Ora, no caso em apreço, tratando-se de citação dependente de despacho liminar prévio do juiz [arts. 226º, nº 4, a) e e) e 726º, nº 6 do CPC], se a exequente a tivesse requerido, mesmo sem natureza urgente, até ao último dia útil antes do período das férias de verão de 2017, embora, em termos de normalidade, não fosse provável que a mesma se efectivasse até 4/9 seguinte, ainda se poderia admitir, objectivamente, a possibilidade de tal suceder, se os autos fossem apresentados pela secretaria ao juiz e este determinasse a citação, tudo no próprio dia da apresentação do inerente requerimento, uma vez que do comando inserto no nº 1 do art. 137º do CPC – não se praticam actos processuais durante o período de férias judiciais – já estaria exceptuado o cumprimento de tal despacho (cf. nº 2 do preceito).
É evidente que, não o tendo feito, antes requerendo a citação (não urgente) quando já estavam em curso as férias judiciais, a exequente não podia ignorar que a lei de processo vedava a submissão dos autos a despacho judicial – e, por consequência a subsequente efectivação da citação – enquanto decorresse o período das férias, ou seja, até ao 1º dia útil após estas (1-09-2017, sexta-feira), então, já sem qualquer possibilidade de a interrupção da prescrição ocorrer com a citação da embargante até ao completo decurso do respectivo prazo.
Portanto, para permitir que citação se realizasse antes do decurso do prazo de 5 dias, em conformidade com o quadro procedimental a que estava vinculada, a exequente teria de a requerer antes de férias, caso não pretendesse optar pela faculdade de a requerer com urgência.

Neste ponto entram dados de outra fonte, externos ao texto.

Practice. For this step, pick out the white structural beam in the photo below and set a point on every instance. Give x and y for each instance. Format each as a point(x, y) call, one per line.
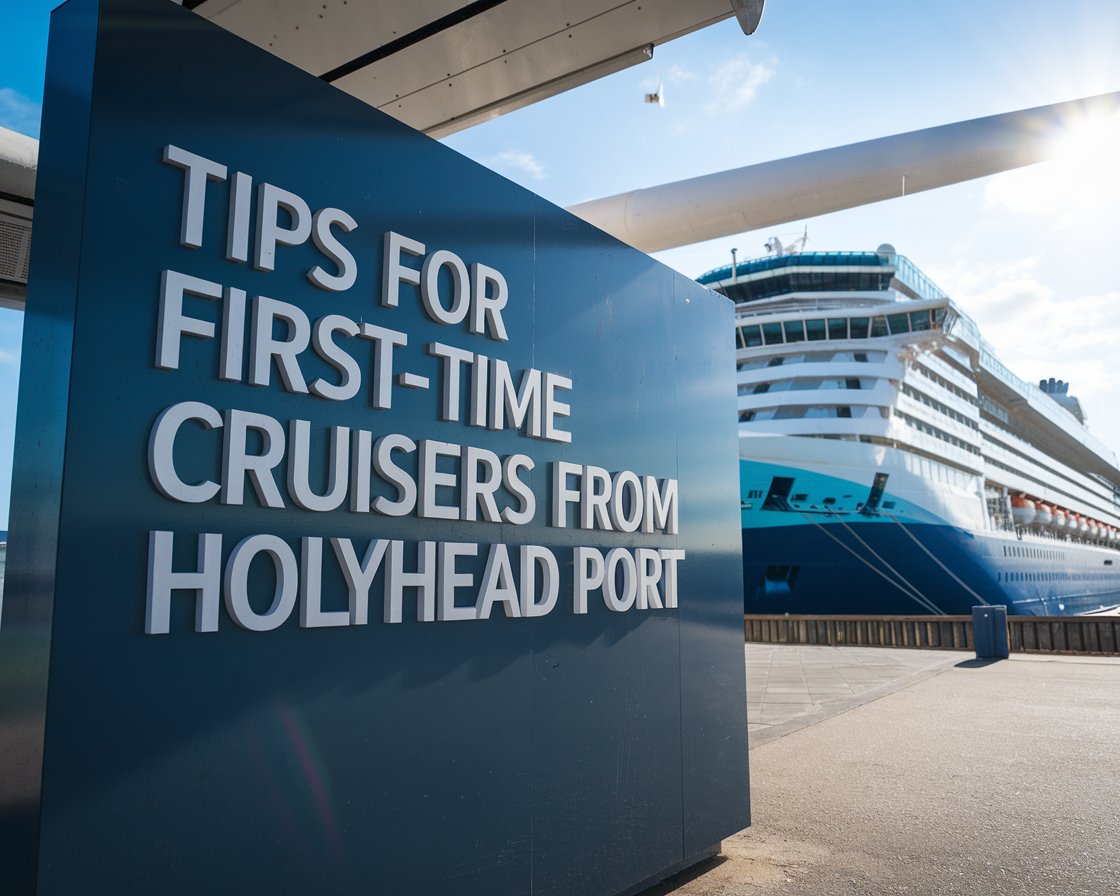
point(444, 65)
point(780, 192)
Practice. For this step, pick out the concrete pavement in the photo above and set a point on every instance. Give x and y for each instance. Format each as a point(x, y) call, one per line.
point(941, 776)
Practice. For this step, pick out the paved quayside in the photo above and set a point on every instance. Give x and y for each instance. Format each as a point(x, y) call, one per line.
point(923, 772)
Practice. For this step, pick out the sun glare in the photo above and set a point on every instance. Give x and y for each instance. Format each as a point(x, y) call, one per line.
point(1092, 145)
point(1079, 186)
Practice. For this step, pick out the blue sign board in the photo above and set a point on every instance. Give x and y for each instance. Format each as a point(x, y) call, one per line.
point(374, 522)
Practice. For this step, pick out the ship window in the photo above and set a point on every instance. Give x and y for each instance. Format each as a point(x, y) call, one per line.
point(920, 320)
point(814, 329)
point(838, 328)
point(772, 333)
point(777, 580)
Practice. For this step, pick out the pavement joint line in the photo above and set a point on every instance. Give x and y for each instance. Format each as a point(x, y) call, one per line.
point(838, 708)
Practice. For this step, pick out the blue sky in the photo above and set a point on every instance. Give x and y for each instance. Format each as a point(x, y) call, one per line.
point(1029, 254)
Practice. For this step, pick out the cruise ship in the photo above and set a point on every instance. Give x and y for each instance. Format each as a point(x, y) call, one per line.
point(890, 464)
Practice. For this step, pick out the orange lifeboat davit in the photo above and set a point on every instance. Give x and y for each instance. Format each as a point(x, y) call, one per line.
point(1023, 510)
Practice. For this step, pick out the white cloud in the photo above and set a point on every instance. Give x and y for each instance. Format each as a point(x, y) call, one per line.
point(1039, 333)
point(18, 113)
point(515, 161)
point(735, 82)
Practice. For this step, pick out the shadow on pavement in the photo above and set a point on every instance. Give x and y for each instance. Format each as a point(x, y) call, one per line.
point(976, 663)
point(681, 878)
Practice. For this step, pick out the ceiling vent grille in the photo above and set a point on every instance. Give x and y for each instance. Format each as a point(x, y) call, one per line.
point(15, 248)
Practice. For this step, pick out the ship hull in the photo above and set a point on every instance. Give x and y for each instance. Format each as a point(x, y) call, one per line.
point(805, 561)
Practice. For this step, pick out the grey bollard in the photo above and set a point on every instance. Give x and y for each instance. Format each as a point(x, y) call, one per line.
point(989, 632)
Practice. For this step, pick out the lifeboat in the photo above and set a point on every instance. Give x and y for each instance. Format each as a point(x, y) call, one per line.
point(1023, 510)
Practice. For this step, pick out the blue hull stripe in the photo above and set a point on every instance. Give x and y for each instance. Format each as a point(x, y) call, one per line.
point(827, 569)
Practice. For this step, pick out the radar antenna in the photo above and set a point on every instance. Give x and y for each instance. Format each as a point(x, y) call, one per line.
point(774, 245)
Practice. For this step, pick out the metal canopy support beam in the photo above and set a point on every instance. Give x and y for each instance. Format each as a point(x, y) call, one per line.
point(780, 192)
point(440, 65)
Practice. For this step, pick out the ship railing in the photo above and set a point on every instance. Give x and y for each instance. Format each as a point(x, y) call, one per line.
point(908, 273)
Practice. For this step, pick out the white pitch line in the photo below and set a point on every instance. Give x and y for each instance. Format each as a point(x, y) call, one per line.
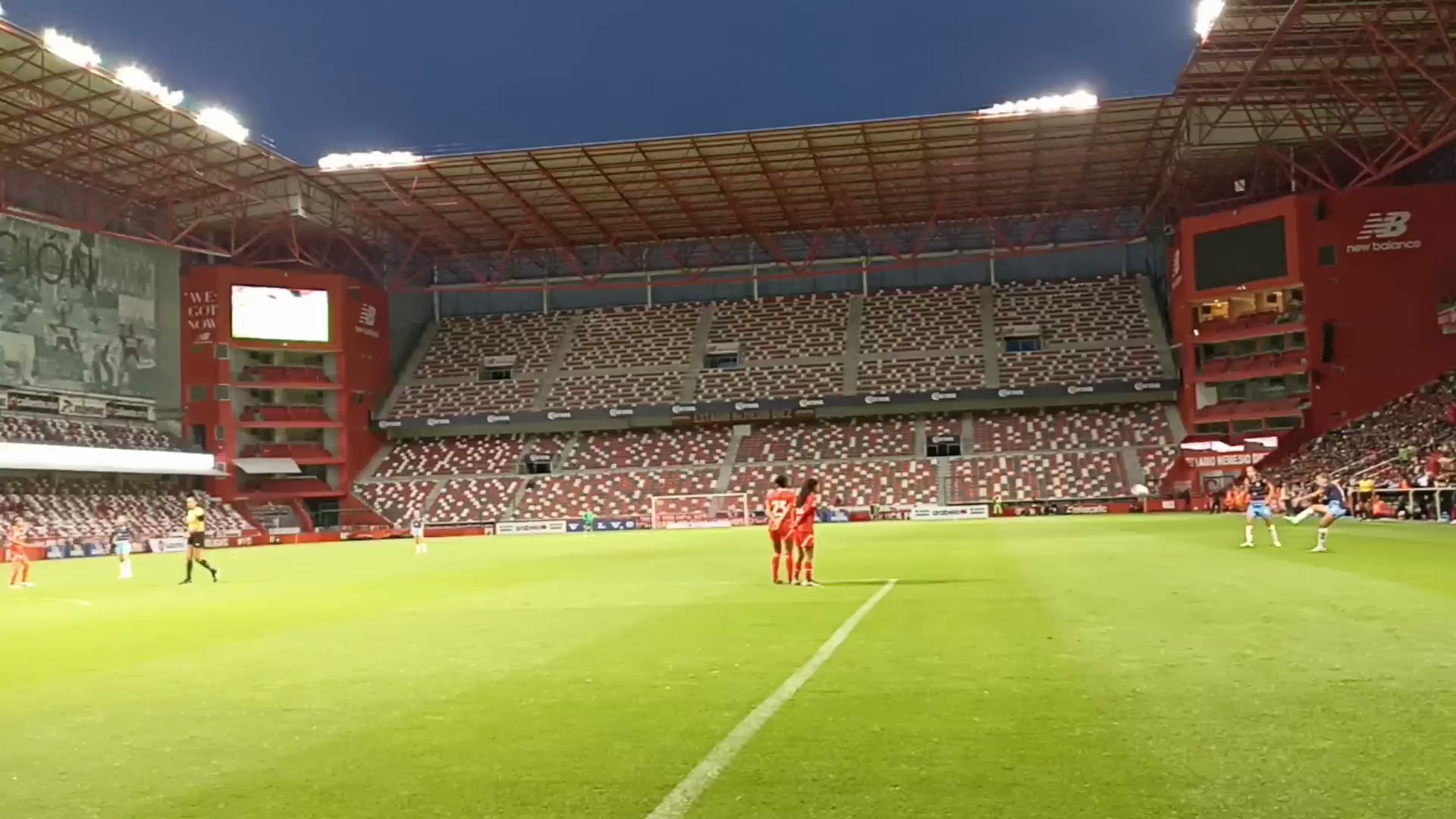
point(55, 599)
point(696, 781)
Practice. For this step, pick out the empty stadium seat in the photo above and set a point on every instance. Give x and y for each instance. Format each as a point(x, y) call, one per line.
point(24, 428)
point(1100, 309)
point(1079, 366)
point(783, 327)
point(395, 502)
point(823, 441)
point(693, 447)
point(475, 500)
point(634, 337)
point(778, 381)
point(466, 455)
point(905, 321)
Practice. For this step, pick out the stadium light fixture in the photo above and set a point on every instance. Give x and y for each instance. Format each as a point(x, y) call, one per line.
point(140, 80)
point(1204, 15)
point(221, 123)
point(369, 159)
point(71, 50)
point(1055, 104)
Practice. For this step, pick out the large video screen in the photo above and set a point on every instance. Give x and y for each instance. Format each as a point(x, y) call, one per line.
point(280, 314)
point(1239, 256)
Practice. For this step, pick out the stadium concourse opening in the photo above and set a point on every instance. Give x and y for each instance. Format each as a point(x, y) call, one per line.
point(836, 469)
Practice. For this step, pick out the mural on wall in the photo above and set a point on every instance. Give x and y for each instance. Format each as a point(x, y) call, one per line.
point(77, 311)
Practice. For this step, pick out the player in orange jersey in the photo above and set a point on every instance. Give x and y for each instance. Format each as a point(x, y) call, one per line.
point(780, 506)
point(15, 554)
point(805, 510)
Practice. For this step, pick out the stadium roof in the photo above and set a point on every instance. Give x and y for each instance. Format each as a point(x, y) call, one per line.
point(1310, 93)
point(1331, 93)
point(951, 167)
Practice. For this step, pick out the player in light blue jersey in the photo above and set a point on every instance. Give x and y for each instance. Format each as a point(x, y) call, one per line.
point(1332, 509)
point(1260, 494)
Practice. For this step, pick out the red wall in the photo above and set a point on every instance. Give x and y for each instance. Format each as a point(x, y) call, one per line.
point(1382, 299)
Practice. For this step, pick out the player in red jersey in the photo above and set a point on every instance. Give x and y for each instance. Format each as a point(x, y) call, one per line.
point(15, 554)
point(780, 506)
point(805, 510)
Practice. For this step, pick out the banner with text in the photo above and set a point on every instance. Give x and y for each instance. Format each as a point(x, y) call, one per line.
point(79, 309)
point(791, 407)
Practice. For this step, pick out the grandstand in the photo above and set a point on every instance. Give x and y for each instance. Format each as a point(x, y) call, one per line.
point(615, 321)
point(1034, 305)
point(1034, 455)
point(908, 341)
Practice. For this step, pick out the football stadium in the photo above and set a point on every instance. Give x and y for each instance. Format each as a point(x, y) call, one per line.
point(490, 484)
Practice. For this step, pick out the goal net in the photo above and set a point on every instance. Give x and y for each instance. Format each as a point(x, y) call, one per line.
point(701, 512)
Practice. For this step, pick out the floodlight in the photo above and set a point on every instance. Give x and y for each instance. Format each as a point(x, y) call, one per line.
point(71, 50)
point(223, 123)
point(369, 159)
point(140, 80)
point(1055, 104)
point(1204, 17)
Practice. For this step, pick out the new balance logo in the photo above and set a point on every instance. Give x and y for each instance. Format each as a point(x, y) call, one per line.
point(1385, 224)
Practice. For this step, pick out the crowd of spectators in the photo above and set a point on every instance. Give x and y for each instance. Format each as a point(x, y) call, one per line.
point(1391, 460)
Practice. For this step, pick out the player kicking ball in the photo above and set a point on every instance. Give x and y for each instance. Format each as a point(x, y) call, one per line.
point(780, 507)
point(1331, 510)
point(121, 545)
point(1260, 491)
point(417, 531)
point(805, 513)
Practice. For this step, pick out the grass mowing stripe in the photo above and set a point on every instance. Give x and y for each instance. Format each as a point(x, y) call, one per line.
point(686, 793)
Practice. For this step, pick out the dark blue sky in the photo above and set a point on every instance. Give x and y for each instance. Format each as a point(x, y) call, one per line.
point(318, 76)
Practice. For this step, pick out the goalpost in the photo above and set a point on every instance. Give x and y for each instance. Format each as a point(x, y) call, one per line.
point(718, 510)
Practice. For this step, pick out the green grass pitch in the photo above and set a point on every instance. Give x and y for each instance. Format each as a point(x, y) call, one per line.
point(1072, 668)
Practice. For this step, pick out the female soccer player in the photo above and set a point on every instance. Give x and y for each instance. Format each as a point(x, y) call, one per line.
point(417, 531)
point(1260, 494)
point(197, 539)
point(15, 556)
point(780, 507)
point(1331, 510)
point(121, 545)
point(805, 513)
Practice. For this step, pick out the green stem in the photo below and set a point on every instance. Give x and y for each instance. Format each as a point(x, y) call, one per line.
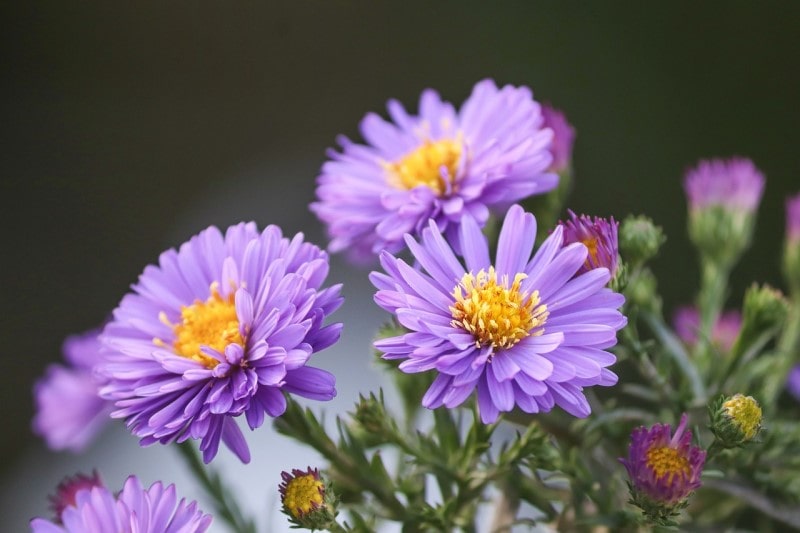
point(225, 505)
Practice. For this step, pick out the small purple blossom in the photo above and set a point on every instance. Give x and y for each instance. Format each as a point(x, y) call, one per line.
point(793, 382)
point(563, 138)
point(134, 510)
point(600, 238)
point(442, 164)
point(734, 183)
point(662, 467)
point(523, 331)
point(221, 328)
point(69, 410)
point(793, 218)
point(687, 323)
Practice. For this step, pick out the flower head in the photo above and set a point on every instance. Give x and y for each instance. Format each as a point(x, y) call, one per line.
point(220, 328)
point(735, 184)
point(134, 510)
point(67, 491)
point(664, 469)
point(563, 138)
point(600, 237)
point(723, 335)
point(523, 332)
point(442, 164)
point(69, 410)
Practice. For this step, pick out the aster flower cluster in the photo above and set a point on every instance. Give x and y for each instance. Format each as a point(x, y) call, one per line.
point(527, 354)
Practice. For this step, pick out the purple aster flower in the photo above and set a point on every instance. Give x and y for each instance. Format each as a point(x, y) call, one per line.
point(734, 183)
point(69, 410)
point(663, 468)
point(687, 323)
point(793, 382)
point(525, 332)
point(220, 328)
point(439, 165)
point(600, 237)
point(563, 138)
point(793, 218)
point(134, 510)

Não o fez e assim contribuiu causalmente para que a citação só se efectivasse em 19 de Setembro: mesmo descontando o não uso pela exequente da faculdade de impulsionar a prática pelo juiz (durante as férias) do acto processual de que dependia a citação da executada, requerendo-a com urgência, não pode deixar de se concluir, em termos de causalidade objectiva, que o retardamento do acto idóneo a interromper a prescrição se deveu ao facto de aquela ter obnubilado as normas procedimentais ou adjectivas no caso aplicáveis, «radicando nessa infracção objectiva – e só nela – a preclusão do benefício emergente do referido nº2 do art. 323º» ([5]).
Procede, pois, o recurso.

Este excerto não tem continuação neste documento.